Ook onze meisjes zijn maar vrouwen. Door Brussel spatsierend dat de Brusselaar spottend omkijkt, denken zij toch mooi te zijn. Wijst haar een Henriken op iets leelijks, hoe onsympathiek ze hem ook vinden, hij doet haar pijn van binnen. ‘Ja,’ zegt Irma, verlegen, rood, vernederd, ‘maar ge kent ons moeder niet. Stil en deftig gekleed gaan, iets anders hoor ik thuis niet.’ Hij beweert dat een meisje als zij mooi moet gekleed gaan, daarmee uit. Tiens, wil zij vanavond eens mooie toiletjes zien, kom dan maar mee. Natuurlijk wil zij zich eerst gaan kleeden, want zij heeft toch wel wat beters dan dit. Hij kan ongedwongen kameraad zijn, een ietsje verstrooid, alsof zij slechts een aangenaam, maar onbelangrijk, intermezzo is tusschen vele belangrijke zaken die hij om het hoofd heeft. Dat en ook de wijn stellen haar gerust. Zij laat hem zelf beslissen over twee kleedjes waartusschen zij aarzelt.

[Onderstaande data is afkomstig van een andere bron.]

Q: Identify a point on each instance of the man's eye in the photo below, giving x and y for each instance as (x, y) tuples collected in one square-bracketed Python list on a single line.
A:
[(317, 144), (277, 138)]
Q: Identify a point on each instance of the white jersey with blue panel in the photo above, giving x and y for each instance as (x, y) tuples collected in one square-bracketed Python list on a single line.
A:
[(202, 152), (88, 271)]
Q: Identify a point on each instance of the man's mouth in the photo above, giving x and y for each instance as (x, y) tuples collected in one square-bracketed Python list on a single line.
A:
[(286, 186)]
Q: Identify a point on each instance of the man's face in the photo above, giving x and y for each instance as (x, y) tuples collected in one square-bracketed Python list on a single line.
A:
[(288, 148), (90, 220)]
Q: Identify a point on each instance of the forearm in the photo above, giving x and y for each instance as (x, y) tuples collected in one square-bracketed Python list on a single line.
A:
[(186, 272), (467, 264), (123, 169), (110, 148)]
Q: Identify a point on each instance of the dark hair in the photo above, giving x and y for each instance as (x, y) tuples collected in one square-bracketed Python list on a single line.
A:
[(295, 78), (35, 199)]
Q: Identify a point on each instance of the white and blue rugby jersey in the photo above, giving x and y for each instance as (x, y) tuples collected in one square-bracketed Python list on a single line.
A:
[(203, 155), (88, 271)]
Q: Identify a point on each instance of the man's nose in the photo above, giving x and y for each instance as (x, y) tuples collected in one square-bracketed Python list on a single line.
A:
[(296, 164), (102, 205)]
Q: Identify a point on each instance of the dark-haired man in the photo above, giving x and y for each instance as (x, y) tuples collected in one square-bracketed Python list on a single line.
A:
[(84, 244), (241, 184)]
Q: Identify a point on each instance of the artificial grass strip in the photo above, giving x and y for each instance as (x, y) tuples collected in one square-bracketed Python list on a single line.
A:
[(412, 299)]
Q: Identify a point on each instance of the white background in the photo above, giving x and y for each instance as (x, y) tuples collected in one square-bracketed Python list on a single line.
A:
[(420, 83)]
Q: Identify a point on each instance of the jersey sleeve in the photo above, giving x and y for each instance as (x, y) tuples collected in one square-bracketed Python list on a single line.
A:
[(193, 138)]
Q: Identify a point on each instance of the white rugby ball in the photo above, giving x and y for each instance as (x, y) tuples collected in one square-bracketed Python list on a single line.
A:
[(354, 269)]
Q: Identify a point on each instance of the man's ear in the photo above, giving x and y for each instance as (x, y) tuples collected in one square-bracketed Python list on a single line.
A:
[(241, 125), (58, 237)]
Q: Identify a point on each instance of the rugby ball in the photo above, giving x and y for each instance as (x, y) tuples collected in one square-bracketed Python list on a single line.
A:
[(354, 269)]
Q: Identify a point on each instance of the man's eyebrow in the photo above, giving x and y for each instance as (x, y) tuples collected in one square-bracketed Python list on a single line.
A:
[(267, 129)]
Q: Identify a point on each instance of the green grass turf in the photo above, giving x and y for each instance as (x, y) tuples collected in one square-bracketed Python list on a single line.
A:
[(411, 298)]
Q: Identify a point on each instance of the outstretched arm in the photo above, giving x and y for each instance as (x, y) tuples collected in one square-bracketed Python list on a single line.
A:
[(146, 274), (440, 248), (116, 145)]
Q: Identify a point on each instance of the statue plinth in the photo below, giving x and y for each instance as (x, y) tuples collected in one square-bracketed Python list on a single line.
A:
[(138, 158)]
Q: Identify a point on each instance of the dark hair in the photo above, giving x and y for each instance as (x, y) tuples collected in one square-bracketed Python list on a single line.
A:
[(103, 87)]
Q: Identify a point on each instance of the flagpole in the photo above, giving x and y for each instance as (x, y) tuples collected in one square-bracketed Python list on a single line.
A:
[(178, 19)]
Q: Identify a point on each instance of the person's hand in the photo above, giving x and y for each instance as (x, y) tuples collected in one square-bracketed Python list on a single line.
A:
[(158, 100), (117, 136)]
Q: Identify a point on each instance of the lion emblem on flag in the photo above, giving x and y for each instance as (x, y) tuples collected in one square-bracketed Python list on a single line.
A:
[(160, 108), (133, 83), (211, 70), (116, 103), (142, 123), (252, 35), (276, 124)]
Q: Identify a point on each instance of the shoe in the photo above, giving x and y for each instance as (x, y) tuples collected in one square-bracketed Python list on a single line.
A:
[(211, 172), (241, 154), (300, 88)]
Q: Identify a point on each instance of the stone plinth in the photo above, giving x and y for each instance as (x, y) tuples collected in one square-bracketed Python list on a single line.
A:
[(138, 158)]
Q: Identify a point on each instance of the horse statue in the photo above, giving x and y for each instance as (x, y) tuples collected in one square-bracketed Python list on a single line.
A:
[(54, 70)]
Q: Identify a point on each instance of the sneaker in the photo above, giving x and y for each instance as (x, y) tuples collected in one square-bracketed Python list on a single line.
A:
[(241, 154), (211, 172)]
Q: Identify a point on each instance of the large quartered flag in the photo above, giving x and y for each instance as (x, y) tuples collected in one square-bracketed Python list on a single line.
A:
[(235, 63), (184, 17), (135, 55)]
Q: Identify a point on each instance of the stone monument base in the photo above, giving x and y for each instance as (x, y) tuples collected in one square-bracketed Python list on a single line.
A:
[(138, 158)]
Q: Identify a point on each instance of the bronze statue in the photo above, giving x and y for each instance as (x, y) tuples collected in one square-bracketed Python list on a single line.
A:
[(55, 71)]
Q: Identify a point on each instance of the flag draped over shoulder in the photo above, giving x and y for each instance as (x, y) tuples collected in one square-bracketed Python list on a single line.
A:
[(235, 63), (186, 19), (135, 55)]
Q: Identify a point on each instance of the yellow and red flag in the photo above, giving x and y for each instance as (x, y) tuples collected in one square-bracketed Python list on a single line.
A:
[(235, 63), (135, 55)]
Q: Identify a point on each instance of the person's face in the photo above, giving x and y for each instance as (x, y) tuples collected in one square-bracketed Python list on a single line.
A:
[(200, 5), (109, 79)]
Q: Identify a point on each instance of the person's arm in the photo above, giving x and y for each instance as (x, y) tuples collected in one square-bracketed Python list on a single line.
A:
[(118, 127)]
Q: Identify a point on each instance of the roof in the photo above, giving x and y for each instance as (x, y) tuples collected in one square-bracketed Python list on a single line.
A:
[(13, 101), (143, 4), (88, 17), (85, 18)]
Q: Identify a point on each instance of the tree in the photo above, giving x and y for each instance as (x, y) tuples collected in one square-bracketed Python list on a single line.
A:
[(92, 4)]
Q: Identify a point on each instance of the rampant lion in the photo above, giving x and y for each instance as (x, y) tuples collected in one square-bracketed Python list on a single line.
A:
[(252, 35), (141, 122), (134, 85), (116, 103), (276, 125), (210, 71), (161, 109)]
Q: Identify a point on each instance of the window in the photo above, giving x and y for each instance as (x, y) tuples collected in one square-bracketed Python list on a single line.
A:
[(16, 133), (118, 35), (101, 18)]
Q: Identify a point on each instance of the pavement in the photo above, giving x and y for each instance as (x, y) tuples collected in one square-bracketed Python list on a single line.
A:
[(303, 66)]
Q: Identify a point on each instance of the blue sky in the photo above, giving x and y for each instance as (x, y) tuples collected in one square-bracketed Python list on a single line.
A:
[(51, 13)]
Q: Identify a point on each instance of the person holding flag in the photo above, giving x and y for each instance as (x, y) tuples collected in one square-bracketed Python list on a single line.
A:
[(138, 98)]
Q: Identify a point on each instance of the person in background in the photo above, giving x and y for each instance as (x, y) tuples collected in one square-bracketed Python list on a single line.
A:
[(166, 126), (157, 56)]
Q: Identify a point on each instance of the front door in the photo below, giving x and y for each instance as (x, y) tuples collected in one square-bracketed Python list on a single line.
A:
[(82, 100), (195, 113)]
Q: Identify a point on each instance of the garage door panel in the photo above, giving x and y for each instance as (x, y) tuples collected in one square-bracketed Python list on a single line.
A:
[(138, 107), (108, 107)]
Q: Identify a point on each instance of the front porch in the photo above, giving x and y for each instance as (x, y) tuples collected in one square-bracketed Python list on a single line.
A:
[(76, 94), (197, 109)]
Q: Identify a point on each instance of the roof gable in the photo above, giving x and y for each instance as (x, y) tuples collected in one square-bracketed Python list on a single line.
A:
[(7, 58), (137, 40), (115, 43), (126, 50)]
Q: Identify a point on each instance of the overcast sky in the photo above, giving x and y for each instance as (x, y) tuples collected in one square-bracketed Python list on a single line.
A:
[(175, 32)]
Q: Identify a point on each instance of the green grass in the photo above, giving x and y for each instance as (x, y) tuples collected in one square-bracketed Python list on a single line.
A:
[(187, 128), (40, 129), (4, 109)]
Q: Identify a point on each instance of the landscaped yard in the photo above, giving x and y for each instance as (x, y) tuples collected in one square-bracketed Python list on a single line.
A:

Hij wil haar niet veroveren en bezitten zooals andere. Ook dat kalmeert vrouwelijken argwaan en het prikkelt meteen. Ze begint te denken dat zij hem verkeerd beoordeeld heeft, misleid door zijn onverdiende reputatie. Hij is wel phantastisch, geeft gaarne geld uit, heeft millionairsgrillen die haren eenvoud ontstellen maar hij is goed, zacht, vriendelijk, soms kinderlijk gespraakzaam, soms beslommerd, met weemoedige glimlachjes, nooit bitter of woest. Hij noemt haar Irreke, dat vindt zij lief. Eerst heeft zij voor elke samenkomst bedacht hoe ze hem rond zijn ooren zal slaan en wat hem allemaal verwijten, als hij maar eventjes vrijpostig wordt. Nu weet ze na elke samenkomst dat hij gereserveerd is en toch onzeggelijk lief. Met licht onbehagen vraagt ze zich zelfs af, of hij in haar wel het meisje, de vrouw ziet en ze neemt zich voor hem den volgenden keer een heel klein beetje aan te moedigen, alleen maar om te zien of hij voor haar een natuurlijke onverschilligheid gevoelt.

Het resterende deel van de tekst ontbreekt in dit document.